A £2.5bn drive to repair 50 million potholes over the next five years will be announced in Wednesday’s budget.
Chancellor Rishi Sunak will try to make good on the government’s promise to “level up” the country by targeting the cash in the South West, East and North West of England.
He will also pledge hundreds of billions of pounds on improving road, rail and other infrastructure projects.
The measures will come in Mr Sunak’s first budget – less than a month since he became a cabinet minister after his predecessor Sajid Javid sensationally resigned.

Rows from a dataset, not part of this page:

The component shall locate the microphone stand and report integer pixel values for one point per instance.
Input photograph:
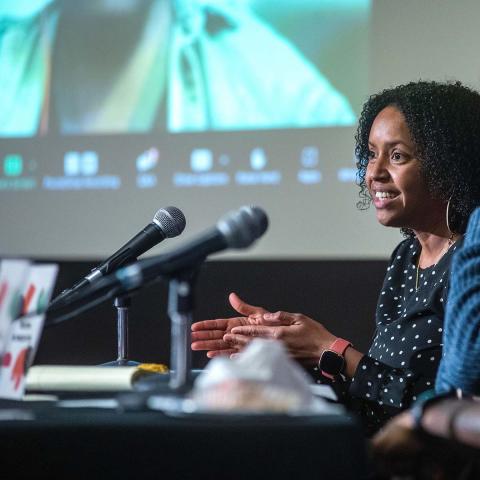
(122, 303)
(180, 307)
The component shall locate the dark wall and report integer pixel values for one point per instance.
(340, 294)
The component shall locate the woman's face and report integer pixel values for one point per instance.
(394, 177)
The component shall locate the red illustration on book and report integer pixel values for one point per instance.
(3, 292)
(20, 367)
(28, 298)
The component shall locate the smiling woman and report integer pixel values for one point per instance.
(418, 151)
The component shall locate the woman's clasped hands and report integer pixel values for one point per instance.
(304, 338)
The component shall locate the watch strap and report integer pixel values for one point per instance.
(338, 346)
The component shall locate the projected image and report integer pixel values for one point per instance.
(143, 66)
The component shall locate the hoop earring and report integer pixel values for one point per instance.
(447, 214)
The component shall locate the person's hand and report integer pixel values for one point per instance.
(303, 337)
(209, 334)
(397, 448)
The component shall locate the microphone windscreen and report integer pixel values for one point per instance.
(170, 220)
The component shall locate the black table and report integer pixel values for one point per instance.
(48, 440)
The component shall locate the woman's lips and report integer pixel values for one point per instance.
(382, 199)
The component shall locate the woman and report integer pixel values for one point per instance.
(417, 147)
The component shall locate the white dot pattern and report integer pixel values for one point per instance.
(406, 348)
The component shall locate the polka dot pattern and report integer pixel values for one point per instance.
(406, 349)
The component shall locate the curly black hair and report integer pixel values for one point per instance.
(444, 122)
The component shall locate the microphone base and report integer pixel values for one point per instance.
(120, 363)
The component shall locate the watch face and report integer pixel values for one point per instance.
(331, 362)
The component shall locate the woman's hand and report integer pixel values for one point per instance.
(303, 337)
(209, 334)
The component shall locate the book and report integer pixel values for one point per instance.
(82, 378)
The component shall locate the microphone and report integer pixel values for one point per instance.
(168, 222)
(238, 229)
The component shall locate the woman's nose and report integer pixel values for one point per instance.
(377, 168)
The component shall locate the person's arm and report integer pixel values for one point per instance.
(460, 365)
(454, 419)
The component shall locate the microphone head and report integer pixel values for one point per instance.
(243, 226)
(170, 220)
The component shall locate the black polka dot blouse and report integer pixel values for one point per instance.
(406, 349)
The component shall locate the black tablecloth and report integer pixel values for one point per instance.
(45, 439)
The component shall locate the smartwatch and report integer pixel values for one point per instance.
(332, 361)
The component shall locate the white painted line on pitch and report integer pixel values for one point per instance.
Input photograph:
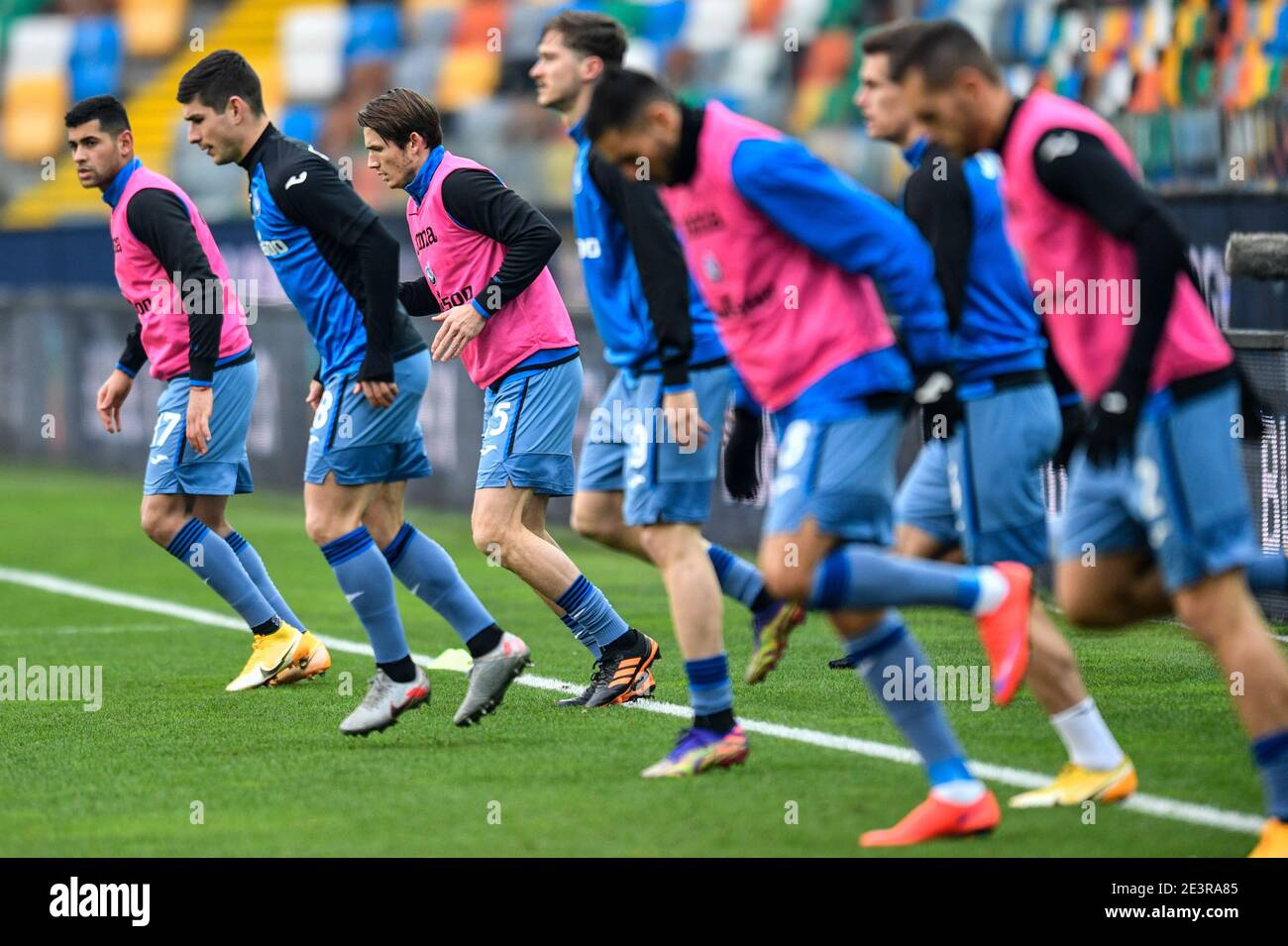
(1017, 778)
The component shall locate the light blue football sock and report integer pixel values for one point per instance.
(254, 566)
(369, 584)
(866, 578)
(215, 564)
(588, 606)
(428, 572)
(885, 654)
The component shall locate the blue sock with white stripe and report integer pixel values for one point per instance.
(254, 566)
(588, 606)
(215, 564)
(888, 653)
(709, 688)
(1271, 756)
(738, 578)
(864, 578)
(369, 585)
(1269, 573)
(583, 635)
(430, 575)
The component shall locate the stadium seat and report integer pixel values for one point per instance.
(373, 33)
(34, 108)
(95, 56)
(712, 25)
(312, 52)
(153, 27)
(467, 76)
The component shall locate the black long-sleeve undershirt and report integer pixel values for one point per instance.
(160, 222)
(478, 201)
(660, 259)
(936, 198)
(1077, 167)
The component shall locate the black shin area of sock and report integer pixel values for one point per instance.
(717, 722)
(268, 627)
(623, 645)
(484, 641)
(399, 671)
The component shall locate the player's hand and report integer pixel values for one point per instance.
(742, 472)
(378, 394)
(935, 391)
(460, 325)
(1112, 428)
(1073, 420)
(684, 420)
(201, 403)
(111, 395)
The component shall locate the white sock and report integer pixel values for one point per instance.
(960, 790)
(992, 591)
(1086, 736)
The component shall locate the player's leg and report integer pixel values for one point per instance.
(353, 451)
(310, 657)
(426, 571)
(877, 641)
(176, 473)
(814, 476)
(528, 422)
(1192, 499)
(996, 481)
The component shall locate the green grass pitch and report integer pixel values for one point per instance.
(273, 777)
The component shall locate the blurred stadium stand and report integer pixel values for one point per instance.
(1196, 85)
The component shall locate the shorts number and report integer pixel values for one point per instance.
(500, 417)
(166, 421)
(795, 439)
(1151, 504)
(323, 409)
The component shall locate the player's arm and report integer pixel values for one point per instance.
(1077, 167)
(114, 391)
(665, 279)
(321, 201)
(664, 271)
(417, 299)
(941, 209)
(742, 467)
(854, 229)
(478, 201)
(160, 220)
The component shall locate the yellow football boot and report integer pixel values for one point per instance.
(1274, 839)
(312, 659)
(269, 656)
(1074, 786)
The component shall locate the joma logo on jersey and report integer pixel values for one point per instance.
(455, 299)
(702, 222)
(425, 237)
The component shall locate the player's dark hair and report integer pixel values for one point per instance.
(590, 34)
(218, 77)
(940, 52)
(618, 99)
(395, 113)
(107, 108)
(893, 39)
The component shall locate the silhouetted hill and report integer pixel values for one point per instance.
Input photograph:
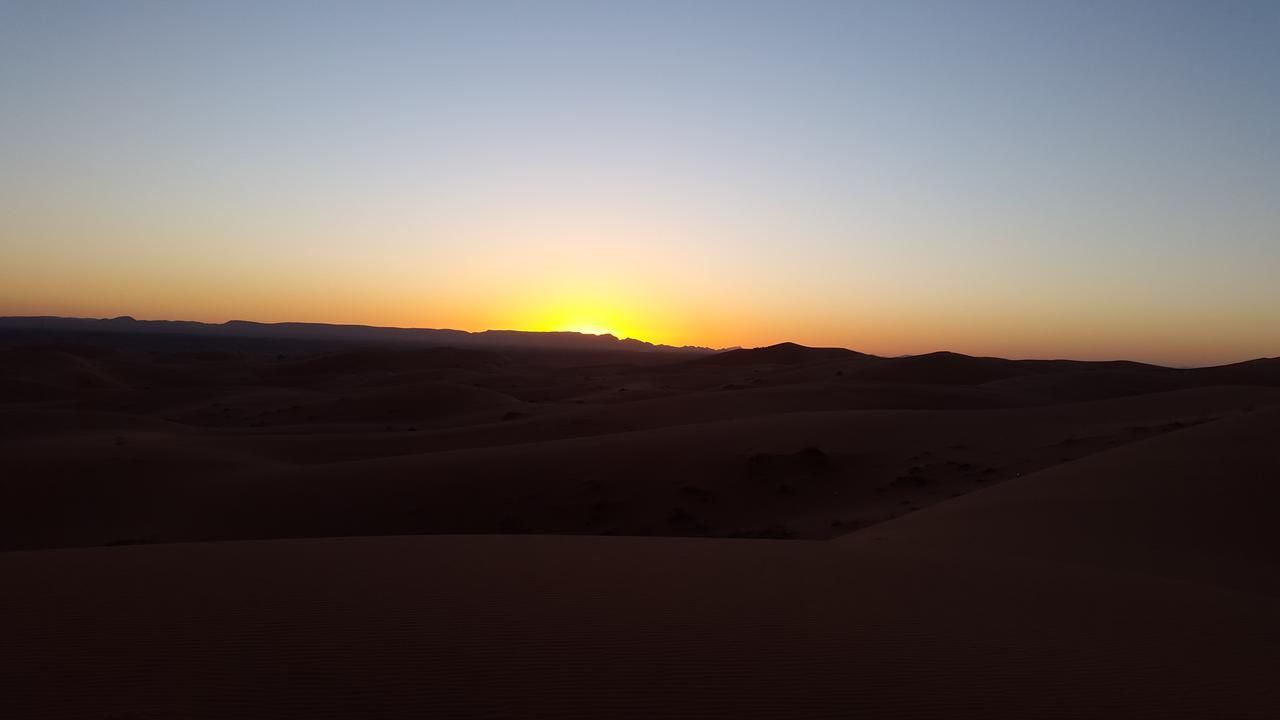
(780, 354)
(425, 337)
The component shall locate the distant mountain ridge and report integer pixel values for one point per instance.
(347, 333)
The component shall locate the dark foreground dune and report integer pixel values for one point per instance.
(1136, 583)
(417, 532)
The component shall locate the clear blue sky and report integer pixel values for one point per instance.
(1089, 180)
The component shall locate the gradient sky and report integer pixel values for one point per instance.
(1083, 180)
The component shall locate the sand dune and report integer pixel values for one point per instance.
(1024, 600)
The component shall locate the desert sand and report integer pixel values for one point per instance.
(809, 533)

He will lay out the government’s tax and spend plans for 2020, but planned policies may have to be put on hold because of the coronavirus outbreak.
A staple of these events – tackling potholes – has been promised ahead of the speech.
The Treasury says action is needed to improve infrastructure and deal with a situation where 90% of insurance claims are related to pothole damage.
Injury-causing crashes involving potholes are three times more likely to impact a cyclist or biker, it is claimed.
“We can’t level up Britain and spread opportunity if we are spending our journeys dodging potholes and forking out for the damage they cause,” Mr Sunak said ahead of the speech.
“It’s vital we keep roads in good condition. That’s why we are going to eradicate the scourge of potholes in every part of the country.”
Labour has branded the move a gimmick, which it claims is simply a new take on an old policy.
Shadow chancellor John McDonnell said: “This rehash of Theresa May’s pothole fund is another policy announcement that shows the Tories trying to patch up problems they have created without getting a grip on the underlying state of infrastructure in this country.”
He accused the Tories of “repeating their mistake of the last 10 years” by launching a “gimmicky grab-bag of projects” instead of a national infrastructure strategy.
David Renard, a Conservative councillor and head of the Local Government Association, said he was “pleased” with the pothole funding boost but called for councils to get devolved infrastructure and public transport budgets.
Bigger infrastructure projects will also get a boost with the announcement that capital spending will increase from £500bn to £600bn in the next five years.
And the Treasury claims it’s going to triple average net investment seen over the last 40 years – taking it from £22.1bn to £66.2bn.
Sky News economics editor Ed Conway has said “a far better way of comparing these numbers over time is as a percentage of gross domestic product” – the total value of goods produced and services provided in a country during one year.
He added: “£66.2bn would be about 3% (actually just under) of 2020’s GDP.
“How does that compare over time? Well actually it is still a considerably lower level of net investment than almost all of the 50s, 60s and 70s.”
No new announcements about the COVID-19 outbreak have been made ahead of the budget, but Sky News understands it has been reshaped to address the immediate economic impacts the emerging global pandemic will have on the economy.